In the early hours of May 22, 2025, after an all-night session when numerous last-minute changes were made, the U.S. House of Representatives voted to extend the 2017 Tax Cuts and Jobs Act that expires on December 31. Both in 2017 and 2025, the tax cut legislation that disproportionately benefited corporations and the wealthy passed with only Republican votes. This time, however, Republicans voted to partially pay for the ten-year, over $4 trillion tax breaks with $1.6 trillion in federal spending reductions. Around $1 trillion of these reductions would come from raising health care costs and reducing coverage for everyday Americans, with only 3.5 percent of Medicaid cuts from eliminating legitimate waste, fraud, and abuse.
As Perplexity AI notes: “Tax cuts for the rich are not only a real outcome but a core motivation for the GOP in advancing the current “big, beautiful bill.” The legislation is structured to deliver outsized benefits to wealthy individuals and corporations, financed in part by cuts to safety net programs and at the expense of a higher federal deficit.”
But why? Were Trump and the GOP only pretending to care about the average American? Many on “the right” rail against “woke” corporations and people, but to be awake now means that you actually understand the good of individuals, companies, and nations depend on unity, not division.
Social contract theorists as far back as Plato have considered what is the right balance of “goods” for a good society. This comes under the rubric of “distributive justice.” More modern social contract theorists include Hobbes, Rousseau, and Locke; Locke’s thinking had a great deal of influence on the Framers of the U.S. Constitution.
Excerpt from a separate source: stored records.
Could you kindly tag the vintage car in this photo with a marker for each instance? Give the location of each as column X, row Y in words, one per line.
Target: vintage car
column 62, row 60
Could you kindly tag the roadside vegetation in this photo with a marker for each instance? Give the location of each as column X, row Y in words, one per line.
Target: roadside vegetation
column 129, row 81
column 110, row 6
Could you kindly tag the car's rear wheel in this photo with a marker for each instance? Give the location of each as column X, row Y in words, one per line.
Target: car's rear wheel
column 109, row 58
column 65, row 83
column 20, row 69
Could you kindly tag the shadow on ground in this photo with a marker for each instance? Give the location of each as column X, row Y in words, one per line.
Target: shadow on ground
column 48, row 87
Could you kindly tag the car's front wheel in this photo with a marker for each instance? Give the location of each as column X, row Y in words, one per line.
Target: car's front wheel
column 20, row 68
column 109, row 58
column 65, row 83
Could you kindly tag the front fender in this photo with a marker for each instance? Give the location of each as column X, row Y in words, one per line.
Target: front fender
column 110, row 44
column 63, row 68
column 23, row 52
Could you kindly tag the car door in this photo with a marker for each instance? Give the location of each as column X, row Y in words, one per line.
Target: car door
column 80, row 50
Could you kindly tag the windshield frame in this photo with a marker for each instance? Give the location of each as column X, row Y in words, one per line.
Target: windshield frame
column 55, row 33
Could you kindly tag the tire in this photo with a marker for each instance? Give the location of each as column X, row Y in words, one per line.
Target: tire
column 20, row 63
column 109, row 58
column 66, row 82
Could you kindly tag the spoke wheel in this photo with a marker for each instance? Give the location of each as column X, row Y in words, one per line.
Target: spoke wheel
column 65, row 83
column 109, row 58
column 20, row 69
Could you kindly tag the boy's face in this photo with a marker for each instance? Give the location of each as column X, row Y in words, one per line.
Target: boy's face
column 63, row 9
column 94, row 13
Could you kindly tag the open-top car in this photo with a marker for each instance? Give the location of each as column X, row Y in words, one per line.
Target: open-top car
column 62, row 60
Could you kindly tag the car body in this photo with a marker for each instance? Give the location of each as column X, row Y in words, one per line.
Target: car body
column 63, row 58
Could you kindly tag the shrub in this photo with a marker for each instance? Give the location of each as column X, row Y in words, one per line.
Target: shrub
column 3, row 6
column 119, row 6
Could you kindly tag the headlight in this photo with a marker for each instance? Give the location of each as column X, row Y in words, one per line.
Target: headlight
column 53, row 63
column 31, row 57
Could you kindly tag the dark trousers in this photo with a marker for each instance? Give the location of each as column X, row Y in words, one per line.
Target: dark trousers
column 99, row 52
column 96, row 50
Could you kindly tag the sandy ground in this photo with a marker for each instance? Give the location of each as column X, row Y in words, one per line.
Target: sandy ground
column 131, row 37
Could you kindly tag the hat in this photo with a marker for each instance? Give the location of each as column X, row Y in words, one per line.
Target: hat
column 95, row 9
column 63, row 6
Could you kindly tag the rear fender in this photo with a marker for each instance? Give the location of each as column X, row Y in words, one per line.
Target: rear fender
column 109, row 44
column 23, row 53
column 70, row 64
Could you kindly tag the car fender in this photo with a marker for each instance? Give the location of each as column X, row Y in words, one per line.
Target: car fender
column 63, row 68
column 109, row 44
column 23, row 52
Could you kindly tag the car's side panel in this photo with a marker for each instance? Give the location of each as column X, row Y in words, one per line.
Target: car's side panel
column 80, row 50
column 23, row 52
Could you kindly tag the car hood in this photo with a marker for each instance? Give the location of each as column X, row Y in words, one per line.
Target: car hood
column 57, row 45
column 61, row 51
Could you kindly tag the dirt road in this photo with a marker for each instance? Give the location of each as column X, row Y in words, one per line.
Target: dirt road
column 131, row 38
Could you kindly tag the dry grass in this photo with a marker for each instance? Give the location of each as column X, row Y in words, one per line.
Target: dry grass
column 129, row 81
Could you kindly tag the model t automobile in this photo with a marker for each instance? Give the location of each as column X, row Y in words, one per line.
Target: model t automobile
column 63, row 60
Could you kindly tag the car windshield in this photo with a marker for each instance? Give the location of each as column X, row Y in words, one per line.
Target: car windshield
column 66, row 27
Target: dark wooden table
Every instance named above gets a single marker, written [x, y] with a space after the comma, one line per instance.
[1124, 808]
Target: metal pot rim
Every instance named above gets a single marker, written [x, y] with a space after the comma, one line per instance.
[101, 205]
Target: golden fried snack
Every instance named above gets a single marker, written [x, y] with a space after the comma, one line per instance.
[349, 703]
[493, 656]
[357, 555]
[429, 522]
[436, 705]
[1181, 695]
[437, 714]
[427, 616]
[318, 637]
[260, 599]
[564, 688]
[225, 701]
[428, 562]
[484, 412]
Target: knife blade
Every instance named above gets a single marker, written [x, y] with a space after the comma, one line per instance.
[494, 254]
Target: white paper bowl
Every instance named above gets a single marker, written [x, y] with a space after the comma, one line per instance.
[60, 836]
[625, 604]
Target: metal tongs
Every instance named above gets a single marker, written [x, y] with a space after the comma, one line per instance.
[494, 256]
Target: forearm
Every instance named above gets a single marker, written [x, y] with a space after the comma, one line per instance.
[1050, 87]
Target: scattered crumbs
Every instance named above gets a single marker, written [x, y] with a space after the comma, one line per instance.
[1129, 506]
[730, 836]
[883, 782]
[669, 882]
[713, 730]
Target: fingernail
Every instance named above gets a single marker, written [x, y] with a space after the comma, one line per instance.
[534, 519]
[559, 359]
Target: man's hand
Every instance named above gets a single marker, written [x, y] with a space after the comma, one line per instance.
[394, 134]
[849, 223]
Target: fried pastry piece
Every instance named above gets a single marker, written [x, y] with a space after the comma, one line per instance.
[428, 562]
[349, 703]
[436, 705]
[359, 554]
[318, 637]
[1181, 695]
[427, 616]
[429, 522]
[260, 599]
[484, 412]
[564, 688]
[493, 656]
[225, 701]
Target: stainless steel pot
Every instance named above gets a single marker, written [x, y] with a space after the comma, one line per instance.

More modern theorists like John Rawls or Robert Nozick argue over what kinds of distributions of goods in a given society will produce the best outcomes over time. In utilitarian terms, the question is usually posed as “what acts or policies will deliver the greatest good for the greatest number of people.” (Usually leaving out non-human species.). In terms of sustainably good societies, researchers have come to realize that persistent inequality does not deliver the greatest good for the greatest number of people, and that increasing inequality (by doing away with social safety nets, and fair wages and working conditions) puts entire societies at risk and tears at the fabric of the social contract.
But politicians, business-folks, and people generally think and act in the short term. (It’s why there is so little action on practical policies to mitigate the worst possibilities for us all with regard to climate change.). One telling example is that the “big, beautiful bill” has cuts that don’t kick in until after the 2026 mid-term elections. I guess this comes under the heading of “what they don’t know won’t hurt us politically.” Somehow, the GOP still sells the snake-oil medicine of trickle-down economics, a sales job that began with the Reagan presidency.
The GOP bill reflects a classic embrace of trickle-down economics through its structure, priorities, and projected impacts. Trickle-down economics is the theory that providing tax cuts and financial benefits to businesses and the wealthy will eventually benefit the broader economy and, by extension, lower-income individuals, primarily through increased investment, job creation, and wage growth.
A 2020 study analyzing 50 years of data from 18 countries found that tax cuts for the rich increased inequality in the short and medium term and had no significant effect on real GDP per capita or employment. The study concluded that the benefits of such policies did not trickle down to the broader economy.
There is nothing illegal about peddling discredited economic theories or pretending that a deficit busting bill is “beautiful.” But in terms of distributive justice, the “big, beautiful bill” does not and cannot deliver a more equitable or sustainable society. Our social contract needs a serious revision.